Anlagenbauer investiert knapp eine Million Euro

"Für alle Parzellen sind die Kaufverträge notariell beurkundet", versicherte am Dienstag auf GAZ-Nachfrage Bürgermeister Peter Klug. Klar: Auch er hofft trotz der Corona-Krise, dass - so wie jetzt der Grünberger Anlagenbauer gvu technik - alle Firmen im Laufe des Jahres ihre Neubaupläne auch umsetzen können. In diesem Fall würden eine Spedition, ein Anbieter von Mietgaragen sowie ein Fitnessstudio vor den Toren der alten Residenzstadt ihre "Zelte" aufschlagen.

Ist Laubach dann in puncto Gewerbeflächen blank? Auf die Frage verweist der Verwaltungschef auf die Erweiterung unterhalb der Philipp-Reis-Straße. Die Stadt überplant dort - nachdem sie selbst von der Reservierung eines Unternehmens zurückgetreten ist - eine Fläche von rund 16 000 Quadratmetern. Zunächst muss das stark abschüssige Areal verfüllt werden, der entsprechende Antrag auf Genehmigung sei bereits auf dem Weg, fügte Klug an. Dank der Einnahmen für die Abnahme von Erdaushub hofft er, dass die Rechnung zu null aufgeht.

Ein weiterer Vorteil der größeren Erdbewegung: Am Ende hat es das Niveau der Philipp-Reis-Straße, somit bräuchten die Bauherren keine Pumpen für die Abwasserentsorgung. Nachteil des Standorts ist einzig die Einschränkung, die sich aus der unterhalb davon verlaufenden Wetter mit ihren Retentionsflächen ergibt.

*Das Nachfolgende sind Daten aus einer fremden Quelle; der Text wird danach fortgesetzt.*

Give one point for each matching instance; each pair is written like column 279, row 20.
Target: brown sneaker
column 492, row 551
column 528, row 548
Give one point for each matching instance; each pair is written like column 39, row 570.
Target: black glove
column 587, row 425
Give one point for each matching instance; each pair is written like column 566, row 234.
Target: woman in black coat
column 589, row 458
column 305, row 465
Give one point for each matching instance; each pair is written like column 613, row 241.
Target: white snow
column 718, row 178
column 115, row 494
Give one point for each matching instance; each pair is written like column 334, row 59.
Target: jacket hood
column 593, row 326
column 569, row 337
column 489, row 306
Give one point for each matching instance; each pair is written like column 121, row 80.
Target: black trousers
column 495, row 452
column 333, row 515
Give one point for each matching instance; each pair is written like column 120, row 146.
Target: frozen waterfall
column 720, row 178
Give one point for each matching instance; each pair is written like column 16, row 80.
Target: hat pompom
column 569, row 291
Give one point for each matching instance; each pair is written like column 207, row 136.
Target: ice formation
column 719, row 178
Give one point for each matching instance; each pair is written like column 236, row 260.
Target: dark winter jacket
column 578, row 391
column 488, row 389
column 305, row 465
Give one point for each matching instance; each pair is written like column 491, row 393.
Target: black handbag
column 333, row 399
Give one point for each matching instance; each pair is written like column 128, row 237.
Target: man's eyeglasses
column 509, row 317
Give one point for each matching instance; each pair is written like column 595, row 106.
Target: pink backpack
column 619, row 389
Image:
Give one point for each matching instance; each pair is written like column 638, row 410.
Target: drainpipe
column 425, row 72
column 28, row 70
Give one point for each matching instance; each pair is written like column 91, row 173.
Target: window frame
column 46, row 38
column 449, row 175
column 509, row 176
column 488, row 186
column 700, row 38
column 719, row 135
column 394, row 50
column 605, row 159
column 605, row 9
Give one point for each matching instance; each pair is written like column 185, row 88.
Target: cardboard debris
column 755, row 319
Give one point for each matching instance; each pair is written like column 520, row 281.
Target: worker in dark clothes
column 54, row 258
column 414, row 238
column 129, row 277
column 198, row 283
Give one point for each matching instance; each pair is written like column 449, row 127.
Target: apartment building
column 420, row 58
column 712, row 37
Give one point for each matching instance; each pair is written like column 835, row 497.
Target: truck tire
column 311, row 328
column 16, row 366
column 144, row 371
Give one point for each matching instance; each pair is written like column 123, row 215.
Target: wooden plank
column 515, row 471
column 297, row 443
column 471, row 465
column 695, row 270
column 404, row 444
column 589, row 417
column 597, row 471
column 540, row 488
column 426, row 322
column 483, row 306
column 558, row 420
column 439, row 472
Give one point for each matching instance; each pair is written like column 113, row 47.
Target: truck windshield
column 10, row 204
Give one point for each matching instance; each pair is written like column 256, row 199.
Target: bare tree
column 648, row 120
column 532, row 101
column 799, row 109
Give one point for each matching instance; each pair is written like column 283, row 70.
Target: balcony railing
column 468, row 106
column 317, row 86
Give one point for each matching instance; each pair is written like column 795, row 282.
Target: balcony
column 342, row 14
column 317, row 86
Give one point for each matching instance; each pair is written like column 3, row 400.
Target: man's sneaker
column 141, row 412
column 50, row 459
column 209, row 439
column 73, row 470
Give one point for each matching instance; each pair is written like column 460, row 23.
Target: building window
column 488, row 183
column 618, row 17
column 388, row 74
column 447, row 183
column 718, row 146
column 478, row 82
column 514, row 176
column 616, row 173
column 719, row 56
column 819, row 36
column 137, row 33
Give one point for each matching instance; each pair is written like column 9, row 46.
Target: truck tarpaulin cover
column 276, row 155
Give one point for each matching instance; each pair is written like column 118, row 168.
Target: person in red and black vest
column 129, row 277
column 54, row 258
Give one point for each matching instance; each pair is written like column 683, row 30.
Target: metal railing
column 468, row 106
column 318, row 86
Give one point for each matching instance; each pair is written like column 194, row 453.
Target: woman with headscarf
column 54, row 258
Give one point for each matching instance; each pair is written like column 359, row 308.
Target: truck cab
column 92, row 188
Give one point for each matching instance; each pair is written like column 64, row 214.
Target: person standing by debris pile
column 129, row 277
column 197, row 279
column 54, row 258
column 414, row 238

Das aber ist noch Zukunftsmusik. Anders sieht es auf der Parzelle oberhalb der Bäckerei Mack aus: Hier hat die gvu technik mit dem Neubau einer 1000 Quadratmeter großen Produktionshalle begonnen. Da die Produktionsstätte des Anlagen- und Apparatebauers in Grünberg "viel zu beengt war", habe sich der Wechsel nach Laubach angeboten, erklärte Stephan Schmidt - er führt gemeinsam mit Sohn Christian die Geschäfte - bei einem Baustellenbesuch des Bürgermeisters. Klug habe sich dabei zufrieden gezeigt, dass ein Unternehmen des produzierenden Gewerbes sich in Laubach ansiedelt, schreibt die Stadt. Am neuen gvu-Standort werden zwölf Mitarbeiter tätig sein, zwei mehr als bisher. Die Tiefbauarbeiten - Wasser, Abwasser, Strom, Telekommunikation - hat die Firma Diehl erledigt. Die Investition summiert sich auf 900 000 bis eine Million Euro.